Auch bei der SPD gab es großen Jubel. Mit 30,4 Prozent schnitt die Partei zwar knapp fünf Prozentpunkte schlechter ab als 2011, doch stärkste Kraft blieb die SPD dennoch. Ministerpräsident Erwin Sellering schwärmte vom "schwersten, aber auch schönsten Wahlkampf". Die Sozialdemokraten feierten in einem italienischen Restaurant in der Schweriner Innenstadt. Der Beifall bei den Genossen wollte kaum enden, dazu gab es frenetische "Erwin, Erwin"-Sprechchöre.

Bei den Grünen herrschte bis zuletzt noch Zuversicht, dass die Partei im Landtag vertreten sein würde. Als dann aber um 18 Uhr die erste Hochrechnung eintraf, entglitten den Parteimitgliedern die Gesichtszüge. Mit 4,7 beziehungsweise 4,9 Prozent (je nach Institut) scheitern die Grünen wohl an der Fünf-Prozent-Hürde.

CDU-Spitzenkandidat Lorenz Caffier räumte nach dem historisch schlechten Ergebnis seiner Partei (19,1 Prozent) ein: "Wir haben alles versucht, eine gute Mannschaft gehabt und gute Themen gesetzt. Aber wir mussten feststellen, dass diese Themen die Menschen nicht erreicht haben. Denn die Menschen werden derzeit vor allem von Emotionen bestimmt." Nun müsse man sich mit der AfD auseinandersetzen. Caffier schob die Schuld nach Berlin: Die CDU in Mecklenburg-Vorpommern habe sich in einer Situation befunden, "dass die positiven landespolitischen Entwicklungen, die wir alle gemeinsam hier im Land erreicht haben, die Bevölkerung nicht ansatzweise erreicht haben. Es gab nur ein Thema: Und das hieß und heißt Flüchtlingspolitik". Spekulationen über einen möglichen Rücktritt von der Parteispitze wies Caffier zurück: "Ich werde gemeinsam mit der Mannschaft weiterkämpfen", versprach er.

Die FDP mit ihrer Spitzenkandidatin Cécile Bonnet-Weidhofer stellte erneut ihre Schwäche in Ostdeutschland unter Beweis, wo sie bei den vergangenen Wahlen stets den Sprung in die Landtage verpasst hat. Sie konnte nicht an ihre Erfolge in Baden-Württemberg und Rheinland-Pfalz anknüpfen.

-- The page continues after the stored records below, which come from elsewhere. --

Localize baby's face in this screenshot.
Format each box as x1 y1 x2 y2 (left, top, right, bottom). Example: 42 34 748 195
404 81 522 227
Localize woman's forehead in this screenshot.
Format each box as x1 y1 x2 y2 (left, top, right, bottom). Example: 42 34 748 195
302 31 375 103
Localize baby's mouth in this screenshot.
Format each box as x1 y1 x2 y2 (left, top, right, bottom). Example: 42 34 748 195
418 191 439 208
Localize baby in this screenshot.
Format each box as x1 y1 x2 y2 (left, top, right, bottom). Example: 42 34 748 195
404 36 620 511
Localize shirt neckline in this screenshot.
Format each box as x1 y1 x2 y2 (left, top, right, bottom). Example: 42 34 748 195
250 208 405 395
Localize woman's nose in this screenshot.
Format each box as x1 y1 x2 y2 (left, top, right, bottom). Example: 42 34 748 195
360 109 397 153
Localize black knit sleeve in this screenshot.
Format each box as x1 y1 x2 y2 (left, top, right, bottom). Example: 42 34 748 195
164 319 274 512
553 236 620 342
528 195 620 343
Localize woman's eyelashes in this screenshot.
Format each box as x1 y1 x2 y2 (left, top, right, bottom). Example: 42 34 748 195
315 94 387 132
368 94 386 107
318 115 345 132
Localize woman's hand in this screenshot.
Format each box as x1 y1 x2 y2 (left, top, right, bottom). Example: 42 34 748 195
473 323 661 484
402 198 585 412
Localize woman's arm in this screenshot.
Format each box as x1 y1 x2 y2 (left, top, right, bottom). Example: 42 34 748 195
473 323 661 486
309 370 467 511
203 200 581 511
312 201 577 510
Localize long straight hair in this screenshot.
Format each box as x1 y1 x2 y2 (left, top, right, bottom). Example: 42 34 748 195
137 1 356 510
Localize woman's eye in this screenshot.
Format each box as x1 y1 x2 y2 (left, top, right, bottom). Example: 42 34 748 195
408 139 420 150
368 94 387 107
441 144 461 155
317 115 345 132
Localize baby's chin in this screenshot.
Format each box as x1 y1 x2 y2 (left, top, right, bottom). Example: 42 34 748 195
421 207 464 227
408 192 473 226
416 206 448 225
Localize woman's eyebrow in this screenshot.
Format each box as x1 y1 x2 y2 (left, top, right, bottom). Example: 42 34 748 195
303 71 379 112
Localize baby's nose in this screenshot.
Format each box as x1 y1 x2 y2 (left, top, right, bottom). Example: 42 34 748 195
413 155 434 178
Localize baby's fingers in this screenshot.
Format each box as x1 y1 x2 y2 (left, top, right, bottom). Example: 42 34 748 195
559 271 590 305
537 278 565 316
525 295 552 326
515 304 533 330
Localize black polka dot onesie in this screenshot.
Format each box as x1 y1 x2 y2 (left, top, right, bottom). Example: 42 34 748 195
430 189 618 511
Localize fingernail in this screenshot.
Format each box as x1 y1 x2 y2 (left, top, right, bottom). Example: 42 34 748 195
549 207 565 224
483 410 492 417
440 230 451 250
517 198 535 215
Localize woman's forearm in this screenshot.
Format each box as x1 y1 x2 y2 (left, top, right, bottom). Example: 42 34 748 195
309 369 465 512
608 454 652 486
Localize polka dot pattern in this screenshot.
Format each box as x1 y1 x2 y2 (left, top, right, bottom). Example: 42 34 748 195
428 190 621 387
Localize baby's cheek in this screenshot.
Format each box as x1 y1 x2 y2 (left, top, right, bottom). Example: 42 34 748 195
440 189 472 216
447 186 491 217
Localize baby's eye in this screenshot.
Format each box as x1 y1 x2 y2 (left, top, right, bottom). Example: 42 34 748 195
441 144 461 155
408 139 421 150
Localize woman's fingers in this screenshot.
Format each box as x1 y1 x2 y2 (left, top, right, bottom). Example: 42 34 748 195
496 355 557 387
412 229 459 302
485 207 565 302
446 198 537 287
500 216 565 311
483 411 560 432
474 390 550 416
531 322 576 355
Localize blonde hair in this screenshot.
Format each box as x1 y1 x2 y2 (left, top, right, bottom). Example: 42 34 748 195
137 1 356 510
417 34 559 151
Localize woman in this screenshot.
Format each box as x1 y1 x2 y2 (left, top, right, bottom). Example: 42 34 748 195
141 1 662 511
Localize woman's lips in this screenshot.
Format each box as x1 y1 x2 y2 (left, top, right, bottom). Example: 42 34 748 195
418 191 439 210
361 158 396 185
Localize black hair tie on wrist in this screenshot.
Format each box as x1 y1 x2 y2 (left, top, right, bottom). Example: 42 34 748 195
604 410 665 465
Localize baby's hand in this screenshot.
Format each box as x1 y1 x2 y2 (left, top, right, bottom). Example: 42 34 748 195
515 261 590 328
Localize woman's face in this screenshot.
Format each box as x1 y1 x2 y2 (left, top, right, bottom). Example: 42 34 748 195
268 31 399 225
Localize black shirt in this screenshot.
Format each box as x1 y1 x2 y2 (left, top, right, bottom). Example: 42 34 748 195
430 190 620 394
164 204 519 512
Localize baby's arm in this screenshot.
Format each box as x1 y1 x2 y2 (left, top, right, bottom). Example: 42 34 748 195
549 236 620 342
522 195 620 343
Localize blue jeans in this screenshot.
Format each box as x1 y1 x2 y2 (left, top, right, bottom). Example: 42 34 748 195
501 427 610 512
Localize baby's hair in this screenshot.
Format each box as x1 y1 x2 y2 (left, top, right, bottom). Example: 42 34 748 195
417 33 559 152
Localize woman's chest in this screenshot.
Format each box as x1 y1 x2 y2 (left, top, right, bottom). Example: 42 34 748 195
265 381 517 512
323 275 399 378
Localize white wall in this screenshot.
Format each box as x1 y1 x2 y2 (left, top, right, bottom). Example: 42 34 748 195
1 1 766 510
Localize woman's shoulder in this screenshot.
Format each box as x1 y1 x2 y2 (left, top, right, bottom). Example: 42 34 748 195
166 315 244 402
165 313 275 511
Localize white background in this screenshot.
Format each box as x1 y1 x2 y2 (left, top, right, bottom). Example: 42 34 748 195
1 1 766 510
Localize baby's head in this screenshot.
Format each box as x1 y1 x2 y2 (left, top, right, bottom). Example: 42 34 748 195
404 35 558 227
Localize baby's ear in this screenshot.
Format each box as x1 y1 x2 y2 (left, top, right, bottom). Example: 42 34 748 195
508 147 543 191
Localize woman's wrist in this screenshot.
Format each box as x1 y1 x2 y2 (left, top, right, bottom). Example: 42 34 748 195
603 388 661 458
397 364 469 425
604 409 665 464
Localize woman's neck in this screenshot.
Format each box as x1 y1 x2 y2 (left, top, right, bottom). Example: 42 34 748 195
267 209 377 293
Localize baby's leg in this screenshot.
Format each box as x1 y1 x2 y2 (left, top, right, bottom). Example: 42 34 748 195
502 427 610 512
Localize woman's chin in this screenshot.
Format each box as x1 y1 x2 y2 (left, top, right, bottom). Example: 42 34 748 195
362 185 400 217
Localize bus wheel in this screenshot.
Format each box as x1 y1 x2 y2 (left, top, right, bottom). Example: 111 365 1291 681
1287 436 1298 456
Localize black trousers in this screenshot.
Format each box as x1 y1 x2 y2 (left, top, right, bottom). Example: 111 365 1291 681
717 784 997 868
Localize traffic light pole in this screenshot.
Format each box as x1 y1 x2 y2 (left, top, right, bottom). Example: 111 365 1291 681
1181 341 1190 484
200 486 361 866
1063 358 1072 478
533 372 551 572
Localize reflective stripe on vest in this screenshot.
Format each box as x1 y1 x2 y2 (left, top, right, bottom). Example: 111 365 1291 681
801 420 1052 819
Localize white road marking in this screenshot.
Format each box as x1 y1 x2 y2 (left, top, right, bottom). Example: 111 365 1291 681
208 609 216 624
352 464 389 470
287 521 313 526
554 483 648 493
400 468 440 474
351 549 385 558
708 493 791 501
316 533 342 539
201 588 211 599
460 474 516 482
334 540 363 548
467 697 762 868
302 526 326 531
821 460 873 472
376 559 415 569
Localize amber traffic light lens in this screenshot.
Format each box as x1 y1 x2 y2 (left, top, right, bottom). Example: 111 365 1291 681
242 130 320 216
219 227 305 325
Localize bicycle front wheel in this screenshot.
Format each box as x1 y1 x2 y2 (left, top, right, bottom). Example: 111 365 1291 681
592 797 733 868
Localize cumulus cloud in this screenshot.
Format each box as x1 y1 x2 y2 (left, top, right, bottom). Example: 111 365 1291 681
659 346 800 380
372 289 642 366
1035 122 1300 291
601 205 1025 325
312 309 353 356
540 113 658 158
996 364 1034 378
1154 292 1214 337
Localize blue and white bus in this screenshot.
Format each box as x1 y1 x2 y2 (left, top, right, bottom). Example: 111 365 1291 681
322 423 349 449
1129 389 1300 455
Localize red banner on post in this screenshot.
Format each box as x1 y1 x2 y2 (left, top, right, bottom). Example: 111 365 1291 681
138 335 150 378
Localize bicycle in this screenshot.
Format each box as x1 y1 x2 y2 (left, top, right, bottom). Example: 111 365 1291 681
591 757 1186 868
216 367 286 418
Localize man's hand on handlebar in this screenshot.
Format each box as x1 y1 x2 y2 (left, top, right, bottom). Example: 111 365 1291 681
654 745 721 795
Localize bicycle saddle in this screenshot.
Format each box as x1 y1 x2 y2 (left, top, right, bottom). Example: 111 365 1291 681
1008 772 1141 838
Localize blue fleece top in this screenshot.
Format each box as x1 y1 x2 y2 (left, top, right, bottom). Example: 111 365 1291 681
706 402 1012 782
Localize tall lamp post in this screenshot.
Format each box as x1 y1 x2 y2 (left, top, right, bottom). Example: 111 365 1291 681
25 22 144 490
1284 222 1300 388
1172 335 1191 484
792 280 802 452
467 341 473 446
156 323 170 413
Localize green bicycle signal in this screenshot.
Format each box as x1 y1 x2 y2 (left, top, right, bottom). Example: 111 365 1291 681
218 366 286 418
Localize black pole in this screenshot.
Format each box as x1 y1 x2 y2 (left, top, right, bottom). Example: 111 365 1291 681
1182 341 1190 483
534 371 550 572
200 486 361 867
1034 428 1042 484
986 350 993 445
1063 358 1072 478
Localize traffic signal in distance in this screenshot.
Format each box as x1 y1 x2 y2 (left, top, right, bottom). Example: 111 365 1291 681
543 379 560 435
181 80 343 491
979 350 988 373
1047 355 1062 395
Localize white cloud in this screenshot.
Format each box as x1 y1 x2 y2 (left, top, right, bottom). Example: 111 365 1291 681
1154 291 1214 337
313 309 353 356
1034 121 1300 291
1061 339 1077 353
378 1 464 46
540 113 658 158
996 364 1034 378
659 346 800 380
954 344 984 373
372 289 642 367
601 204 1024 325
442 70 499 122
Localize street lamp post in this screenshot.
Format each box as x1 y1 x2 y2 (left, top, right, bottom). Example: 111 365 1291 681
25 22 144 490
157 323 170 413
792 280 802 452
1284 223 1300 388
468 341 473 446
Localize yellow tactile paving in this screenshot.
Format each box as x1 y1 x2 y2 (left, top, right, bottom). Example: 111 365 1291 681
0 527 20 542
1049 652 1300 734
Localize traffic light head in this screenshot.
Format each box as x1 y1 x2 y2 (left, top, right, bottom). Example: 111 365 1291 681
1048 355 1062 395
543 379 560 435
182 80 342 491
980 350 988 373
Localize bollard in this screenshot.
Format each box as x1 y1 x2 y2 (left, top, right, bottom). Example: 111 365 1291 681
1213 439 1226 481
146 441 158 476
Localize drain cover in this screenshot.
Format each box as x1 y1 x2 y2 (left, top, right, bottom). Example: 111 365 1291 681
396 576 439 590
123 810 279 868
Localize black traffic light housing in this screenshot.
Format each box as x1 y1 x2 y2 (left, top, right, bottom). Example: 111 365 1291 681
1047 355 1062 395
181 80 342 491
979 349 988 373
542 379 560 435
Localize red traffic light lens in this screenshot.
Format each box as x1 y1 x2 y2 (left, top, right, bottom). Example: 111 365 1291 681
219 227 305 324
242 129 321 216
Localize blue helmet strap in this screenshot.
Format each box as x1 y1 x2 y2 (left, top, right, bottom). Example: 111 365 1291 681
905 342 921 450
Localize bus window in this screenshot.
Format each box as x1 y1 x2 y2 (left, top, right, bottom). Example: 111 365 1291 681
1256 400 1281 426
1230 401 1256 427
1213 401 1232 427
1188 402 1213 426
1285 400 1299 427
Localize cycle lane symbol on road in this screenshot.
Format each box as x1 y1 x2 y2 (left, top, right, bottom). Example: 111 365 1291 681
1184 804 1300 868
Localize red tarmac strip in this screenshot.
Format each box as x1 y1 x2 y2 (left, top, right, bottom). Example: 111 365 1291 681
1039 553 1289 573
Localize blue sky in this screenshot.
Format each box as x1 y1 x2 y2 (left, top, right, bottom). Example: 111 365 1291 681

Die Linkspartei erlebte einen rabenschwarzen Wahltag. Sie fuhr mit ihrem Spitzenkandidaten Helmut Holter das schlechteste Ergebnis seit 1990 ein. Bei der Landtagswahl vor fünf Jahren hatte die Linke noch 18,4 Prozent erreicht, jetzt nur noch 12,9 Prozent. Holter, der einst der erste Linke-Minister einer Landesregierung war, zeigte sich besonders geschockt vom starken Ergebnis der AfD. Mit Blick auf die künftige Arbeit im Parlament sagte er vor rund 60 Anhängern: "Unsere Aufgabe ist es nun, dieser Partei die Maske des Biedermanns herunterzureißen, damit die Fratze des Hasses sichtbar wird."